We knew that box office was virtually flat in 2016: Global box office returns reached $38.6 billion, up just 1 percent from 2015, while in North America, receipts rose by 2 percent to $11.4 billion. However, MPAA 2016 statistics reveal some seismic changes. It supports an increased focus on the domestic market and movies that appeal to women and minorities, which are growing while white audiences decline.

Let’s do the 2016 numbers.

"The Jungle Book"

“The Jungle Book”


1. International growth has slowed dramatically.

After years of international growth and theater building, especially for China, the MPAA’s 2016 numbers (calculated in dollars) were down, from $27.3 billion to $27.2 billion. While China is still the world’s second-biggest market ($6.6 billion), the world’s largest country slowed its pace dramatically to grow just 4 percent (in local currency), while Japan and India grew by 27 percent and 28 percent (in dollars) respectively, coming in second and third among international markets. The Asia Pacific region marks the world’s biggest market at $14.4 billion, while Latin America dropped by 18 percent to $2.8 billion. Said Fithian of the general downturn: “We believe it’s purely based on currency issues.”

A strong dollar, however, means that in accurate currency terms the top 15 markets (including Mexico and Brazil) saw actual growth, except for Germany, per the MPAA.

2. White moviegoers declined; ethnic audiences grew.

In a dramatic turn for the North American theater attendance, among frequent moviegoers the number of Caucasians declined while Asian/Other and African-American audiences went up. The Asian/Other demo is now the fastest-growing group of frequent moviegoers (5.6 million), while frequent moviegoers between 25-39 are the largest (8 million), and 18- 24 was the fastest-growing age demo (7.2 million), taking in an average of 6.5 movies during the year.

Finding Dory

“Finding Dory”

3. Women and Ethnic Audiences Built the Year’s Biggest Blockbusters

Disney/Pixar’s “Finding Dory” attracted the largest female audience (55 percent), followed by Disney’s live-action remake “The Jungle Book” (52 percent) and Universal/Illumination’s “The Secret Life of Pets” (54 percent). Three Disney movies nabbed the most ethnically diverse audiences: “The Jungle Book,” “Finding Dory,” and Marvel’s “Captain America: Civil War.”

4. No change in admissions, ticket prices, screen numbers, or gender split

The trend in flat admissions continued, with 1.32 billion tickets sold. The average ticket price went up to $8.65, from $8.43. The overall screen count in North America remained much the same, at 43,531. As before, women attendees skewed slightly higher than men (the population is 51 percent to 49 percent) while tickets sold were split 50/50 between the genders.

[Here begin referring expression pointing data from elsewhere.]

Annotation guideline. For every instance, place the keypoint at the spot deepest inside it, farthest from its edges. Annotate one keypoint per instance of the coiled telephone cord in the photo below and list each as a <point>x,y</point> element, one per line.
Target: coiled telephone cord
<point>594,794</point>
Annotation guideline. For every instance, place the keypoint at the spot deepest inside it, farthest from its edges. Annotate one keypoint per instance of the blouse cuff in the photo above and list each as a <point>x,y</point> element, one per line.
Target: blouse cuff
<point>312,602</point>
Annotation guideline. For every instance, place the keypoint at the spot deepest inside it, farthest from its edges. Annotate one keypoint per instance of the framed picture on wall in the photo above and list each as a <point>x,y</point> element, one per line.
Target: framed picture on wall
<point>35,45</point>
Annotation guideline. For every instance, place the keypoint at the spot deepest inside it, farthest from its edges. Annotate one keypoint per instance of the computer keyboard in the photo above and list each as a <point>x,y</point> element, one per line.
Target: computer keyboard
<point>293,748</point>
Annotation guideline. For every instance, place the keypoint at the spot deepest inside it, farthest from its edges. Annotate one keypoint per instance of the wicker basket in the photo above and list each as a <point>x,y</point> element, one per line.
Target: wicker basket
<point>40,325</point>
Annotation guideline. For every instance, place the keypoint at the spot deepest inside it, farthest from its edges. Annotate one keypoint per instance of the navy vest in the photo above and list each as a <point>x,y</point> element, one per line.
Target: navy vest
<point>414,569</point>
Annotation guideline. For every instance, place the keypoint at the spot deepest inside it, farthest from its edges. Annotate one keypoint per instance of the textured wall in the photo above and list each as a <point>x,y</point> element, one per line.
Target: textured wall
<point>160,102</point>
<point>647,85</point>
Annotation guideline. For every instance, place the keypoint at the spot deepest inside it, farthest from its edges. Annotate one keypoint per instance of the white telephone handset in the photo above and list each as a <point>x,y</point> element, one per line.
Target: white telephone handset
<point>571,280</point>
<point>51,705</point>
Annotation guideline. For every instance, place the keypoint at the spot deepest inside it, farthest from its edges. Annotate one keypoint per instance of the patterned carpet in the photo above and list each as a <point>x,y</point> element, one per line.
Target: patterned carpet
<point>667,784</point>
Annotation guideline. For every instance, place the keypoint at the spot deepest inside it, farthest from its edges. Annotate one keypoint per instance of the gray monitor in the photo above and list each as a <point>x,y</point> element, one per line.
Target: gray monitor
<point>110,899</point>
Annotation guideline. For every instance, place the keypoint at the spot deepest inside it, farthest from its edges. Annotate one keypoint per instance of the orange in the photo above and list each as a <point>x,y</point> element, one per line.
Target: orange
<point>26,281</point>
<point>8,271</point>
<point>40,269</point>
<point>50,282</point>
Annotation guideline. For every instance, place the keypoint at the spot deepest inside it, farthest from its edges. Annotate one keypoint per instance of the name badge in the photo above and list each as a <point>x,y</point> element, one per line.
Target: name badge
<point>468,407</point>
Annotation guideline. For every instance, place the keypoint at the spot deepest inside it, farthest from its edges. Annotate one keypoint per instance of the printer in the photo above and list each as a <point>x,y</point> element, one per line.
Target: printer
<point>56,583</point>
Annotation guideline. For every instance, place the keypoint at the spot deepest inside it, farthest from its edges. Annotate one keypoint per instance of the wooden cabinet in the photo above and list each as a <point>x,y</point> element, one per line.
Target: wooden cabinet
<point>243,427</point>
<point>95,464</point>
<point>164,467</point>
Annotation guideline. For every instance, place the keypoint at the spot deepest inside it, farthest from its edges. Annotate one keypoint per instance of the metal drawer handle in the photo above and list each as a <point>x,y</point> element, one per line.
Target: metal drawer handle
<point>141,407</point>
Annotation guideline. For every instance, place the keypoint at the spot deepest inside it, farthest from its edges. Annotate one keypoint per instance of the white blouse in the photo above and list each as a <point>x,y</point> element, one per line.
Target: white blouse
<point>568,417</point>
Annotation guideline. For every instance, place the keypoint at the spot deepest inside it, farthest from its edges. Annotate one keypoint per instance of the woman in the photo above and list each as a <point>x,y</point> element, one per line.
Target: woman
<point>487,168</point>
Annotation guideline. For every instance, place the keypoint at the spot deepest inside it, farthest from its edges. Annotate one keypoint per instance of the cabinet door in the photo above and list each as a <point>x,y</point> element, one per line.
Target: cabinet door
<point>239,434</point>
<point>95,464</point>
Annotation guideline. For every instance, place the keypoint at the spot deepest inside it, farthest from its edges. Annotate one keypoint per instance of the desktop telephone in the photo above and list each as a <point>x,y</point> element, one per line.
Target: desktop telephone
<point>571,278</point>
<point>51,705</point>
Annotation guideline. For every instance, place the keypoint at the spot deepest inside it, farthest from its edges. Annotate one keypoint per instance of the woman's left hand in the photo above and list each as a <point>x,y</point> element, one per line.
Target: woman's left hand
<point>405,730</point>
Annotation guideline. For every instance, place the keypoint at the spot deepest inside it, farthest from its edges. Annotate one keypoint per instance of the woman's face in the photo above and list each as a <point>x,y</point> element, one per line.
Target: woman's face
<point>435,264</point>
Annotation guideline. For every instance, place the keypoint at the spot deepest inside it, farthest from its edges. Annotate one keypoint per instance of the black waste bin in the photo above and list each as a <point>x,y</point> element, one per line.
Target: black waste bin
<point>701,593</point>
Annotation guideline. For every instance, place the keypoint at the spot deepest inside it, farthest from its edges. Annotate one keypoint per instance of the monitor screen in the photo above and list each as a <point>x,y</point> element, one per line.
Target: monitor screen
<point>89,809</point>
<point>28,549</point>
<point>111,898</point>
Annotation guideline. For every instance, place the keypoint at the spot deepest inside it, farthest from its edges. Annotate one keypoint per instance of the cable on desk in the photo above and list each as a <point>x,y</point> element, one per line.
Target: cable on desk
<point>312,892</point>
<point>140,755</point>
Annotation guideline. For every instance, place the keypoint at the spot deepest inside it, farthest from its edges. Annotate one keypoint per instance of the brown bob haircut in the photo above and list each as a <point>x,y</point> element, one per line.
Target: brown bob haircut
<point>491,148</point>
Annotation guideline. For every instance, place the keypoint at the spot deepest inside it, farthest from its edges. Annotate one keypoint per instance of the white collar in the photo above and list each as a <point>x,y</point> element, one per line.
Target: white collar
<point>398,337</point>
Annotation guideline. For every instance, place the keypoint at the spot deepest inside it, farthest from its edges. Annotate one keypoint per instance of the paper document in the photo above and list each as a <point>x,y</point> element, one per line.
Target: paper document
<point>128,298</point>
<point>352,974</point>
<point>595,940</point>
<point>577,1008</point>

5. The digital revolution is complete

Fully 95% of the world’s screens are now digital, up 2 percent, with 98% penetration in North America.

6. Asia likes 3D better than North America

3D screens grew worldwide by 17 percent and mark 56 percent of all digital screens. In North America, 39 percent of digital screens are 3D, while in the Asia Pacific region they comprise 78 percent. Box office from 3D was down 8 percent to 14 percent of the North American total. The most likely demo to attend 3D movies in North America: children.

7. Independents Are Making More Movies, the Studios Less

In 2016, the total number of films increased overall by 1 percent, while the output of the six MPAA member studios — Disney, Fox, Warner Bros., Paramount, Universal, and Sony — declined by 5 percent to 139 films. Non-member independents such as Lionsgate/Roadside Attractions/CBS Films, STX, Open Road, Weinstein, IFC, Magnolia, and A24 released 579 films domestically, up 3 percent from 2015. With a total of 718 releases last year, that marks an 18 percent increase from a decade ago.

We should expect more of the same in 2017: The studios produced another 99 films in 2016 that have yet to be released — 13 percent fewer than 2015. For independent productions, the 2016 number was 411, up 6 percent from 2015. (Films budgeted under $1 million were not considered in the report.)